# Datsun 240z



## luigi90210 (Sep 5, 2011)

Hey everyone, im looking for a datsun 240z in fairly good condition, if someone has, or knows of someone who has one and is selling it please let me know, im looking for a cheap car to replace my eclipse and so far this is the car that caught my eye

i have checked almost every website i know, craigslist doesnt have any in good condition(in the san diego CA area at least), auto trader doesnt even have the car as a model i can select and i really dont want to buy one off of ebay

any help would be appreciated
thanks
luigi90210


----------



## Dark Jedi (Nov 3, 2011)

Its going to be hard to find one in good condition and cheap. THese cars rust and they rust bad. I remember my cousin had one back in the 80's and he was constantly working on the car . So I dont think you want to replace your car with a 240 as your daily driver. To find one in good condition you will pay.


----------



## luigi90210 (Sep 5, 2011)

Yep they do rust pretty bad. The reason I want to replace my daily driver right now with the datsun 240z is because there is a lot I can do with this car and because it is out of the required years for a car to have to get smog tested in California, the sky is the limit.
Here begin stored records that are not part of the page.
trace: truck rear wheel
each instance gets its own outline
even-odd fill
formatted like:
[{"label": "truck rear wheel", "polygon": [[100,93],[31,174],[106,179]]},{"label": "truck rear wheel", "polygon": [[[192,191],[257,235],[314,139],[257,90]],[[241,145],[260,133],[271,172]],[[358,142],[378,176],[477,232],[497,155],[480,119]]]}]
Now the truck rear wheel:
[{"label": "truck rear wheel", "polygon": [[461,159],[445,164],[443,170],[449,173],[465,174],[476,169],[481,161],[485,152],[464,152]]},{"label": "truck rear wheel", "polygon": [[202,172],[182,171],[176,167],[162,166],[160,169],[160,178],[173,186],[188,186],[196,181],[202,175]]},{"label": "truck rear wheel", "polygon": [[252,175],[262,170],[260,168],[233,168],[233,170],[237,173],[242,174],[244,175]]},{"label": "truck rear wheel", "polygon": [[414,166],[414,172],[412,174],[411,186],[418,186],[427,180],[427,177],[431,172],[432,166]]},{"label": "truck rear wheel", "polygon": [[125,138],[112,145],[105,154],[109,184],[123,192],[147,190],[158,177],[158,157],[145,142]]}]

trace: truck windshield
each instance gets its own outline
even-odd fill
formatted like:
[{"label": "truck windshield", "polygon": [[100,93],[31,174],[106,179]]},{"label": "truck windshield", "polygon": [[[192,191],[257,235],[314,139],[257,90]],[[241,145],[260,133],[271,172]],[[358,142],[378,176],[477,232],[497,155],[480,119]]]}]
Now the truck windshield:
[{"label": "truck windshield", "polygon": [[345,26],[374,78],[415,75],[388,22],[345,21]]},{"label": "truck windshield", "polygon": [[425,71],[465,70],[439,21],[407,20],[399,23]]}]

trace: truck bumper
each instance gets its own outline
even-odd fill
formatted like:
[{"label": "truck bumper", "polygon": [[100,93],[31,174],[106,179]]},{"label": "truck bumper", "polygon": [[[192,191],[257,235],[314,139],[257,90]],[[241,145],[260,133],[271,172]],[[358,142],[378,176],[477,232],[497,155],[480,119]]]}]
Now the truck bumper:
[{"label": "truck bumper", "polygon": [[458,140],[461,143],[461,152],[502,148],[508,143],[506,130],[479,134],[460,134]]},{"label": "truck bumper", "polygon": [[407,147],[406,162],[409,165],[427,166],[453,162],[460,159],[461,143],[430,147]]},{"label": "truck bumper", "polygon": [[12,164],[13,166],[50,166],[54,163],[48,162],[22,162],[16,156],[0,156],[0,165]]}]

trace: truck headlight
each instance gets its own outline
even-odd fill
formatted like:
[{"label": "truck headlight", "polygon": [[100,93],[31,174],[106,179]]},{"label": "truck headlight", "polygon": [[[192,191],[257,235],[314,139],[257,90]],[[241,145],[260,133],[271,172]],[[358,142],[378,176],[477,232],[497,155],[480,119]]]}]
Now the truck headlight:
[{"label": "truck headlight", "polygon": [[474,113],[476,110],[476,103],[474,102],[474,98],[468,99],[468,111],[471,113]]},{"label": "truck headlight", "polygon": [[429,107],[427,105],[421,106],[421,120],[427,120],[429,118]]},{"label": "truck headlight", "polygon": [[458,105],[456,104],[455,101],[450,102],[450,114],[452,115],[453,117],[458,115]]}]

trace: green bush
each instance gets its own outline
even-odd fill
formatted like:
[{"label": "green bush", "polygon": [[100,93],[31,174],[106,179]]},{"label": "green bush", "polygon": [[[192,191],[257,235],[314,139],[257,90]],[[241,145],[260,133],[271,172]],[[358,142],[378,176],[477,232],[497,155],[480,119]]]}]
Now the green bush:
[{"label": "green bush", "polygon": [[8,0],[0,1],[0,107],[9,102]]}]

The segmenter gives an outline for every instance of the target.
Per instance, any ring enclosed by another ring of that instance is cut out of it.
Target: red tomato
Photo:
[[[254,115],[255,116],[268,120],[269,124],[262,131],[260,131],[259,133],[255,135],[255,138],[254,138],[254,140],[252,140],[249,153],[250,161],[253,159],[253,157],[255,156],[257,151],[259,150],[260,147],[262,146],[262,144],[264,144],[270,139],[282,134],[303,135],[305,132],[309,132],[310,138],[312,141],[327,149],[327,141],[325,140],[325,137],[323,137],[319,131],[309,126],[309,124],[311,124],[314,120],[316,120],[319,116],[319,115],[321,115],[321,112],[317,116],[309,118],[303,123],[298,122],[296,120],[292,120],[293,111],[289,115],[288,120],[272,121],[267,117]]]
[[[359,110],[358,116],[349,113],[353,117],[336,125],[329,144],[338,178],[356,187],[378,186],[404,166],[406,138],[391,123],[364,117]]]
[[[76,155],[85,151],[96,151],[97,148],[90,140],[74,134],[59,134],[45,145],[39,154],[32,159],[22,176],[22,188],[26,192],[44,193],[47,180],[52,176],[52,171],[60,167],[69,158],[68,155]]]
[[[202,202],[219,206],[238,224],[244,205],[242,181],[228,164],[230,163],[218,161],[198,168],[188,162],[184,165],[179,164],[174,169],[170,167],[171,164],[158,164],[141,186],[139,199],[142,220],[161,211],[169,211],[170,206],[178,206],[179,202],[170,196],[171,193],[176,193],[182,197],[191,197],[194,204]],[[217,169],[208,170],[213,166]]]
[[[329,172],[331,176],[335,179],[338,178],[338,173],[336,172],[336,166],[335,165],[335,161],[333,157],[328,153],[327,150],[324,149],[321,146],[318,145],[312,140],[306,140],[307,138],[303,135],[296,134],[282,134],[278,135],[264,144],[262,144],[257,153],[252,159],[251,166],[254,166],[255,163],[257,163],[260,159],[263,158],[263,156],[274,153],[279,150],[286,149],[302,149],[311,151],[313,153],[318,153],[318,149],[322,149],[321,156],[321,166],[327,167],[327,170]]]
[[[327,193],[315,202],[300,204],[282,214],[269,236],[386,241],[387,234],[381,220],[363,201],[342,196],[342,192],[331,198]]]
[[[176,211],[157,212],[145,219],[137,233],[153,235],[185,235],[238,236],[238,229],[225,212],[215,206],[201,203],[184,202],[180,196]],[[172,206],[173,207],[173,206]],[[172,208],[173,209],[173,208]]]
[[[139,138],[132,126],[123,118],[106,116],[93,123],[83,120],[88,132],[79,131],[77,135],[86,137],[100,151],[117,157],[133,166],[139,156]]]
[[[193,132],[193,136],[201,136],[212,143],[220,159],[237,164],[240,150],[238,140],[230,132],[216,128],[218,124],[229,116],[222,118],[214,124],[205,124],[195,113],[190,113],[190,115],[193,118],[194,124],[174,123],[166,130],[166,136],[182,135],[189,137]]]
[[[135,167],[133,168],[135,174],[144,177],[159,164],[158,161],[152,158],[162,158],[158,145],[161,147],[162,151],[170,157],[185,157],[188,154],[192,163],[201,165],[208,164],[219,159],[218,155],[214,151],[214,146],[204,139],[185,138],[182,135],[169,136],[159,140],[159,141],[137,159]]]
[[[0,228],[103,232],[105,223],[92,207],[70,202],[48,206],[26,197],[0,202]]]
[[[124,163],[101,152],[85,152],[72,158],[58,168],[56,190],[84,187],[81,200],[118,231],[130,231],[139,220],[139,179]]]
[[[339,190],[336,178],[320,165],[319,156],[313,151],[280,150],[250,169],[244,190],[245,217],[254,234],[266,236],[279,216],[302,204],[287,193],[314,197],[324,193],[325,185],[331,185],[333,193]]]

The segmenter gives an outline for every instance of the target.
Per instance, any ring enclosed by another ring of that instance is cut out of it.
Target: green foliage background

My plan was to get one of these, replace the engine with a datsun 280z turbo engine, put on a different exhaust system, and race it every here and there.

Right now my daily driver isn't even mine(its my moms technically speaking because she has the pink slip) and as much as I want to mod my eclipse, when I buy a new car NY mom is taking my eclipse and giving it to my brother so he can drive, this may sound selfish but I don't want to work on a car that isn't going to be mine later on in life. I see it as being a waste of time.

For one that doesn't have to much rust and is running fairly how much would I be paying(generally when I looked online I saw some for 3000and some for 6000)?


----------